Be sure to watch this in high definition. With such graininess caused by a wide-open aperture and little light, the standard version is too pixel-ridden to truly appreciate.

Night 2 of the Space Coast lightning-love fest

In a photo taken along the Indian River in Palm Shores, a cloud appears to be an alien spacecraft attacking Earth.

This is looking toward the Pineda Causeway.

My newfound love of the storm system that has plagued Brevard County this week is undying. More lightning Wednesday night perpetuated the photo-taking affair.

Like I said yesterday, there was only a short lull late Wednesday morning and Wednesday afternoon that was devoid of lightning.
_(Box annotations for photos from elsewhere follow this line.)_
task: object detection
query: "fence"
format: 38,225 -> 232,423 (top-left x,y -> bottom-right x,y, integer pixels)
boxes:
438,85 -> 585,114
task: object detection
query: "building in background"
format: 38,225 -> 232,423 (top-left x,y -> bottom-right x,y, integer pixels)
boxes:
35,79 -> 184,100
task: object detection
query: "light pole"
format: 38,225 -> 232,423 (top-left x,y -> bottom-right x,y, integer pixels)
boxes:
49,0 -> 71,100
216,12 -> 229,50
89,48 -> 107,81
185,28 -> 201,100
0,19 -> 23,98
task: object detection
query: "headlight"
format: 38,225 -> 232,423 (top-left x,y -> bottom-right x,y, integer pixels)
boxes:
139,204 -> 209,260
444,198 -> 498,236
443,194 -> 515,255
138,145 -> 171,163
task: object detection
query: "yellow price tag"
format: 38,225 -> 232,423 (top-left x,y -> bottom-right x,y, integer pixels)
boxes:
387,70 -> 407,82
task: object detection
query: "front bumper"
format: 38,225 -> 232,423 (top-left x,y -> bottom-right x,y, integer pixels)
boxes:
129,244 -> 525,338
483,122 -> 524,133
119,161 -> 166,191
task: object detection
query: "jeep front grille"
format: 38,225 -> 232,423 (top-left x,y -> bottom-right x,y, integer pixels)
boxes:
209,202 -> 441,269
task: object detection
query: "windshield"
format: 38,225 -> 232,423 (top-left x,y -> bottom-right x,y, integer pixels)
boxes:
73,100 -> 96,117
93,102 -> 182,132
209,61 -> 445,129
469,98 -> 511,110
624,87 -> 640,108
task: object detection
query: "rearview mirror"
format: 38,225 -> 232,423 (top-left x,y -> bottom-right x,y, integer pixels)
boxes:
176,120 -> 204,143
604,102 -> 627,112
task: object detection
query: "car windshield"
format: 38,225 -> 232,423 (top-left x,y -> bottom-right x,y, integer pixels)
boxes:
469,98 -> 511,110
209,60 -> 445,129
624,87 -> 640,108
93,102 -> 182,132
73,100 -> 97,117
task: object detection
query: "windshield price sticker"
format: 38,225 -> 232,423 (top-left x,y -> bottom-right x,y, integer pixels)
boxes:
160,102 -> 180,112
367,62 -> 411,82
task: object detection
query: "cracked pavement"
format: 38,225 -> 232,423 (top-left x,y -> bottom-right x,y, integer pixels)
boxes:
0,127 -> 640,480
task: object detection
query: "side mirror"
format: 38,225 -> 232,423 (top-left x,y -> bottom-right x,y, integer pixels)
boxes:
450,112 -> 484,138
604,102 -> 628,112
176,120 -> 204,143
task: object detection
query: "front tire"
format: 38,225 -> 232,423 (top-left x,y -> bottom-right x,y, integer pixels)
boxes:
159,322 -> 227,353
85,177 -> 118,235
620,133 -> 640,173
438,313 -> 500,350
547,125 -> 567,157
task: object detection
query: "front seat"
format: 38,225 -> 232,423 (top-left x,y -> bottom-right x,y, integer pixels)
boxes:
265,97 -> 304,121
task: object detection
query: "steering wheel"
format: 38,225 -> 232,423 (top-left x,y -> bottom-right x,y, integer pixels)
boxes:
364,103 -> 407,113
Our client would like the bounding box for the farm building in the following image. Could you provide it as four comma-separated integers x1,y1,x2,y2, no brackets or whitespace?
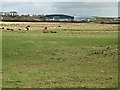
45,14,74,21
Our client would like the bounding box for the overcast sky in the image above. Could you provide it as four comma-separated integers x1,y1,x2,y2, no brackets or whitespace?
0,0,118,17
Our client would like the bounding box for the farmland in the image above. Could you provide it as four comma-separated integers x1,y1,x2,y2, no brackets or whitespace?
1,22,118,88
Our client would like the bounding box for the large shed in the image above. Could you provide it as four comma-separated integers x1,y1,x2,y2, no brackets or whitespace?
45,14,74,21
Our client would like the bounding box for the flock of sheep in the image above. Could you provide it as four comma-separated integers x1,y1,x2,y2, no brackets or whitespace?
0,25,30,31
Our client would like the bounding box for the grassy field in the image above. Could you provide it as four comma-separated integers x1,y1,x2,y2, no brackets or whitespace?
2,23,118,88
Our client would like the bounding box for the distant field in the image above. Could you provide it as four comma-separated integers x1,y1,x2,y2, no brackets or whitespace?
1,22,118,88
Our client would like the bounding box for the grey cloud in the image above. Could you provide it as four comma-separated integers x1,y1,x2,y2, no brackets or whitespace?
2,2,118,16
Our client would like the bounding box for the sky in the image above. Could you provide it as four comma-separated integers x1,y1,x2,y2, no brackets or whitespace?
0,0,118,17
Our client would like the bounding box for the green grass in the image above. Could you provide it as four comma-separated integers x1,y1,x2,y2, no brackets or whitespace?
2,27,118,88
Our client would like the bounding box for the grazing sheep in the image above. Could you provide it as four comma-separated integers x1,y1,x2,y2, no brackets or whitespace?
18,28,21,31
43,27,48,33
58,25,61,27
7,28,11,30
2,27,5,29
50,31,57,33
10,28,14,31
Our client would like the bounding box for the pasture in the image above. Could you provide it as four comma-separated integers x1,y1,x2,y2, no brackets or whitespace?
1,22,118,88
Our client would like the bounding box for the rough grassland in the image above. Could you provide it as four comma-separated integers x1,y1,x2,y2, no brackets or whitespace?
2,23,118,88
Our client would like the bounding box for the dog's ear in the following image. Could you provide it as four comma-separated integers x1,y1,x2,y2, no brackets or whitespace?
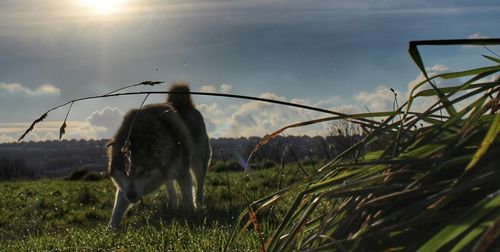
106,140,115,148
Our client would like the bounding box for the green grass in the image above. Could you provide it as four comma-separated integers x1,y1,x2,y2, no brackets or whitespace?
0,165,311,251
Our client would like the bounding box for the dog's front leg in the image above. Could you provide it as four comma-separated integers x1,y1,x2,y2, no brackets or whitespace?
108,190,130,228
166,180,177,210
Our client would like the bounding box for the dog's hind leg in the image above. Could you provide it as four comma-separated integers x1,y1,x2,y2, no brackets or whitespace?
108,190,130,228
177,163,194,211
193,158,208,208
166,180,177,209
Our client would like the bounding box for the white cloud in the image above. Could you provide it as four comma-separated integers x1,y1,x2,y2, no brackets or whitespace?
200,85,217,93
467,32,488,39
462,32,489,48
0,82,61,96
0,134,16,143
200,84,232,93
354,85,400,112
220,84,232,93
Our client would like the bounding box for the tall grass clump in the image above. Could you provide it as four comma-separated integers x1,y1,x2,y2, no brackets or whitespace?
226,39,500,251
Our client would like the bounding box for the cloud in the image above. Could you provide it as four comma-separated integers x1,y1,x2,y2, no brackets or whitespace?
220,84,232,93
0,82,61,96
462,32,489,48
198,93,333,137
0,134,16,143
200,85,217,93
354,85,400,112
467,32,488,39
200,84,232,93
80,107,124,138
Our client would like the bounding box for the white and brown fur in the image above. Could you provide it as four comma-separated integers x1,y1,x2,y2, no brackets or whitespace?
108,82,211,227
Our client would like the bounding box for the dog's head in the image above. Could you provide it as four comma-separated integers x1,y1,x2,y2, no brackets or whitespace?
108,142,164,203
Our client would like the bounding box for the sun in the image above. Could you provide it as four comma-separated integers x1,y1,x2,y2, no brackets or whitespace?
80,0,126,15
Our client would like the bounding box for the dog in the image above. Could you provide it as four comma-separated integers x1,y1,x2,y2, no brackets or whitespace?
107,82,211,228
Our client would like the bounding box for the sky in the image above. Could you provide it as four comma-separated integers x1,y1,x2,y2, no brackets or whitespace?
0,0,500,142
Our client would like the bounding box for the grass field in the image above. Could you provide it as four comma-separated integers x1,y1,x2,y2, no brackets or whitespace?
0,165,311,251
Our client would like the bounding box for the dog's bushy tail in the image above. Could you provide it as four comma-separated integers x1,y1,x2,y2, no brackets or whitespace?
167,81,194,110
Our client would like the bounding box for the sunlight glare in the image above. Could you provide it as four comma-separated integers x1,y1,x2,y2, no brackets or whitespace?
81,0,125,14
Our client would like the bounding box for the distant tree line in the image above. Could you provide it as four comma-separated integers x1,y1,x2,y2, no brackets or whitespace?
0,134,359,180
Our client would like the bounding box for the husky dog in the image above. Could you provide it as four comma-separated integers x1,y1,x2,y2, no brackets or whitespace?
108,82,211,228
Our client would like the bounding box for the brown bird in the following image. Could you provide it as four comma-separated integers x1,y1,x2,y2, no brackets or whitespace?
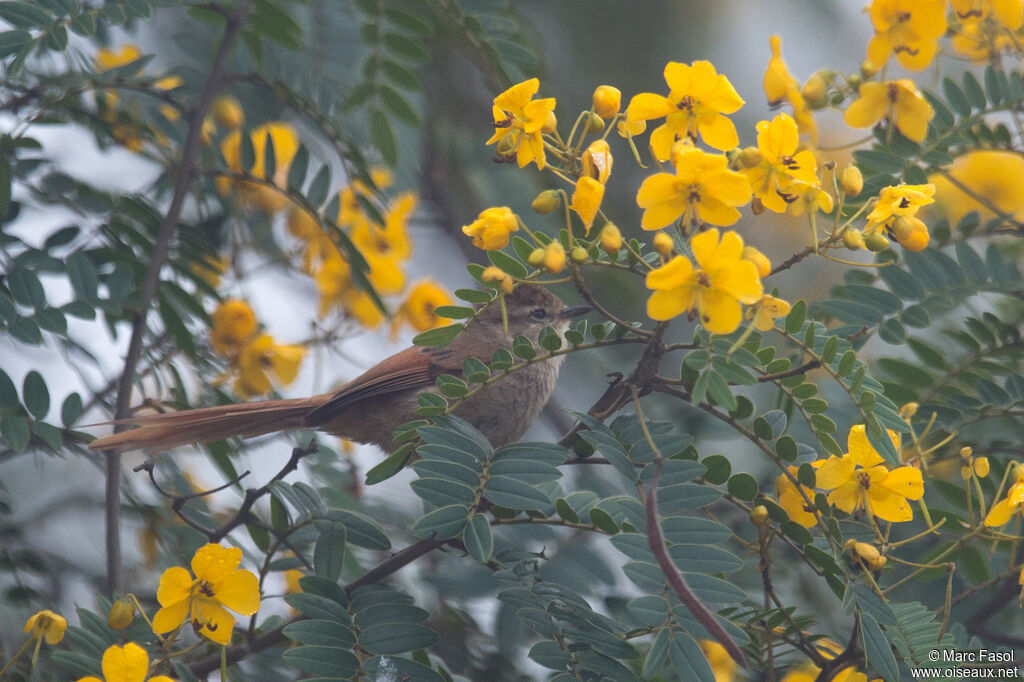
89,285,591,453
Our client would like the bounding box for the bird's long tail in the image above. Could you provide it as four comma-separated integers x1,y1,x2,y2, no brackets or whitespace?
89,393,331,453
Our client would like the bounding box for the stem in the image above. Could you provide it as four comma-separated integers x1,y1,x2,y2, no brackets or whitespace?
98,0,252,595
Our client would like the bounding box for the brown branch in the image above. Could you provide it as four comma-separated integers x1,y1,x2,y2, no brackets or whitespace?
97,0,252,595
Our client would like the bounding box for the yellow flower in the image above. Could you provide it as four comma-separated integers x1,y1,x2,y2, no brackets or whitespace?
626,60,743,161
462,206,519,251
816,424,925,521
96,43,142,71
210,298,256,357
480,265,515,294
637,147,751,230
864,184,935,235
391,280,452,337
843,78,935,142
216,122,299,213
928,150,1024,225
234,334,306,395
700,639,736,682
25,608,68,644
78,638,176,682
544,240,565,274
487,78,555,169
153,544,259,638
775,467,816,528
592,85,623,119
985,469,1024,527
867,0,946,71
580,139,613,184
754,296,790,332
570,175,604,235
762,36,818,143
740,114,821,213
646,228,763,334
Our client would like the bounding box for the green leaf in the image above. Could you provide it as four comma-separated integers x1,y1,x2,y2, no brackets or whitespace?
403,505,469,536
281,646,359,679
0,415,29,453
359,623,437,654
462,513,495,563
22,370,50,419
785,299,806,334
313,529,345,582
370,109,398,166
860,610,897,680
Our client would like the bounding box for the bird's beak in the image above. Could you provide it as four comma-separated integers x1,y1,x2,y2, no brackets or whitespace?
558,305,594,319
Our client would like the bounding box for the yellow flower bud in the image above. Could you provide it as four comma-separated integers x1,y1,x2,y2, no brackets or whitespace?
652,232,676,258
540,112,558,137
526,247,544,267
529,189,562,214
594,85,623,119
210,95,246,130
742,246,771,278
106,597,135,630
600,222,623,256
800,74,828,109
860,59,879,79
853,542,882,563
891,215,930,251
864,232,889,253
544,240,565,274
736,146,761,168
839,166,864,197
843,227,864,251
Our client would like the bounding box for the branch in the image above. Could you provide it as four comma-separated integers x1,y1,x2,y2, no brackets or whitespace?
97,0,252,595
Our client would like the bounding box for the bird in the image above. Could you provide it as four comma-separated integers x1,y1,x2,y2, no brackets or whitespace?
89,284,592,454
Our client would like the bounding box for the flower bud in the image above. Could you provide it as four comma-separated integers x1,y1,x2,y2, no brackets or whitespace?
736,146,761,168
839,165,864,197
843,227,864,251
860,59,879,80
800,74,828,109
529,189,562,214
891,215,929,251
593,85,623,119
540,112,558,137
864,232,889,253
106,597,135,630
600,222,623,256
652,232,676,258
526,247,544,267
742,246,771,279
544,240,565,274
210,95,246,130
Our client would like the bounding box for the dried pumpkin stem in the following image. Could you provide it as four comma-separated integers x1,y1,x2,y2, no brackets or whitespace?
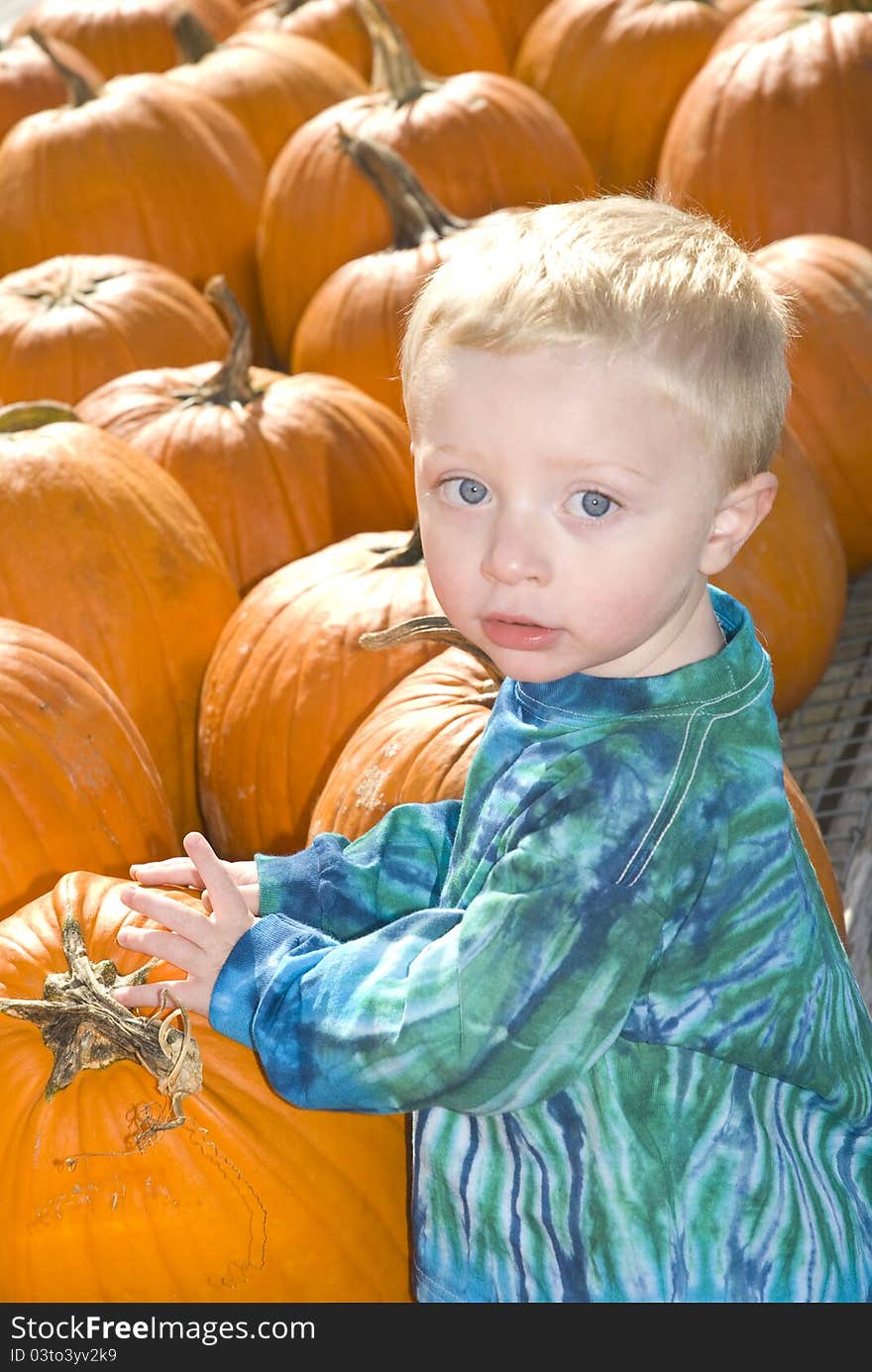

Since nature's electricity started filling the atmosphere Tuesday night, there was a flashing going on somewhere in the sky.

But the frequency and intensity picked up again last night. The cats and dogs had stopped pounding the roof. Only a light sprinkling kissed the air, so I headed out - first to areas around my apartment, then again to the shores of the Indian River in Palm Shores.

The park where I often spend quality time making love to the lightning with my camera is closed after sunset. That didn't put a damper on the outing, though. I took my equipment to the shoreline of the river, feet from the water. My tripods' nine legs got caked with sand. In the future, I'll make sure they're wearing some kind of shoe before plopping them down.

Wind and thunder joined the action. Fortunately, my new Manfrotto tripod is rated for a 20-pound camera. At about 5 pounds, my Nikon and its lens stand firmly atop their base without getting shaken by the wind.

Waves lapped at my feet. A fish wiggled its way over the sand, certain to die of suffocation - with a great view of the lightning, though. A raccoon scurried away once it noticed me. And lightning, the object of my affection, spread over the sky and shot downward near the barrier island across the river.

Eventually, rained chased me off. But I love this. Lightning is something I will never get tired of.

A bolt in the clouds.

This is looking east toward Satellite Beach and is taken from the Indian River shoreline at Palm Shores Park. The park is closed at night, but that didn't stop me.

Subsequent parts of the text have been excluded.